この構造では、オフィスは単なる執務空間ではなく、編集・営業・版権・PRをつなぐハブになります。歴代シリーズや完成品が集積する空間は、そのまま商談の武器であり、ブランドの証拠でもあります。タイトル記事で語られる“ロマン”は、裏返せば非常に合理的な営業装置でもあります。

注意点・展望

注意したいのは、デアゴスティーニの強さがそのまま安泰を意味しないことです。分冊百科は、読者が長期間付き合ってくれることが前提で、価格負担や途中離脱のリスクがあります。紙や物流コストの上昇、ヒットIP依存、書店流通の弱体化も無視できません。熱量の高い企画を継続的に当て続ける必要がある難しい商売です。

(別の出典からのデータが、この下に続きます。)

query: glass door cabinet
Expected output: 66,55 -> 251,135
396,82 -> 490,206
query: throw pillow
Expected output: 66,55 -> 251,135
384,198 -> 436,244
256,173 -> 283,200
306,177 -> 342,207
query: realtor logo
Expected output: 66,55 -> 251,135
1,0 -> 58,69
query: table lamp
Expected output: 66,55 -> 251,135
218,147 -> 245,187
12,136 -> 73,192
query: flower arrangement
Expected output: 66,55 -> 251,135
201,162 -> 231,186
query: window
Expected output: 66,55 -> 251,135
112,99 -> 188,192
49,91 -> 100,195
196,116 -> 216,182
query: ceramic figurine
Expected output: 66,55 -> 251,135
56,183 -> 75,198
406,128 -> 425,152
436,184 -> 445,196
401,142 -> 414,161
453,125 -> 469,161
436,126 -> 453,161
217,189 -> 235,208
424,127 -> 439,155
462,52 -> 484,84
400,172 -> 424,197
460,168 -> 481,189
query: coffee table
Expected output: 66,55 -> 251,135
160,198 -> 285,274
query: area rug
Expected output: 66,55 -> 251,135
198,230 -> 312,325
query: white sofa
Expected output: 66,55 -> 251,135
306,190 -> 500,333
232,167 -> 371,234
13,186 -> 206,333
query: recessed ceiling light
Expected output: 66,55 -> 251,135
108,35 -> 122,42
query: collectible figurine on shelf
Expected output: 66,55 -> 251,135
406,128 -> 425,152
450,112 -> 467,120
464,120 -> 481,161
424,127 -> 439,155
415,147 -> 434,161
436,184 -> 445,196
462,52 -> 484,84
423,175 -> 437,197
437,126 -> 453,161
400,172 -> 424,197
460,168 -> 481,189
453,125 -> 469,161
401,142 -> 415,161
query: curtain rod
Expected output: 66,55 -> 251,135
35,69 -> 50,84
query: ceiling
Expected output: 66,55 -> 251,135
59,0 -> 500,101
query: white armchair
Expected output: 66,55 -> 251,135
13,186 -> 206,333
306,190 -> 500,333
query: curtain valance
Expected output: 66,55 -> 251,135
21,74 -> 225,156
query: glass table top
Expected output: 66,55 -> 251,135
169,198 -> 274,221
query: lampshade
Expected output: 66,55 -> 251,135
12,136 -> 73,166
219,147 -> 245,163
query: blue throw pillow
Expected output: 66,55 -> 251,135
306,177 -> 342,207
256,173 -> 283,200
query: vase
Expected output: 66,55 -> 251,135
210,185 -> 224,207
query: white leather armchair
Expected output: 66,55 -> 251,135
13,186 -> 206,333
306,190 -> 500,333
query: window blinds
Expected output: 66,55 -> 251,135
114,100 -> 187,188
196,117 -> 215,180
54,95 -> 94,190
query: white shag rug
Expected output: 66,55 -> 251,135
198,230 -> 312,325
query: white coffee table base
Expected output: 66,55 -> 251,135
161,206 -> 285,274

その一方で、同社は明らかに「体験型」へ踏み出しています。2025年4月には、展示とカフェとワークスペースを組み合わせた世界初の「デアゴスティーニ カフェ Produced by CROCE&Co.」を開業しました。さらに2025年夏以降は『週刊 マツダ RX-7』や『つくって あつめる プーさんと森の仲間たち』のワークショップも実施しています。売り場を、買う場所から、試す場所、学ぶ場所、語る場所へ広げているわけです。

まとめ

デアゴスティーニのオフィスが人の心を動かす理由は、趣味性の高い展示物が並ぶからだけではありません。分冊百科という、収集・制作・完成・保管までを一つの商品にしたビジネスの本質が、空間として立ち上がっているからです。歴代シリーズの実物は、過去のヒットの記念品であると同時に、次の顧客を動かす営業資産でもあります。

紙の出版市場が縮むなかで、デアゴスティーニが見せているのは「雑誌を売る会社」から「趣味の時間を設計し、体験の場まで運営する会社」への進化です。ロマンの塊に見えるオフィスは、感性だけでできた場所ではありません。熱狂を継続売上へ変える、極めてよくできた事業の断面だと言えます。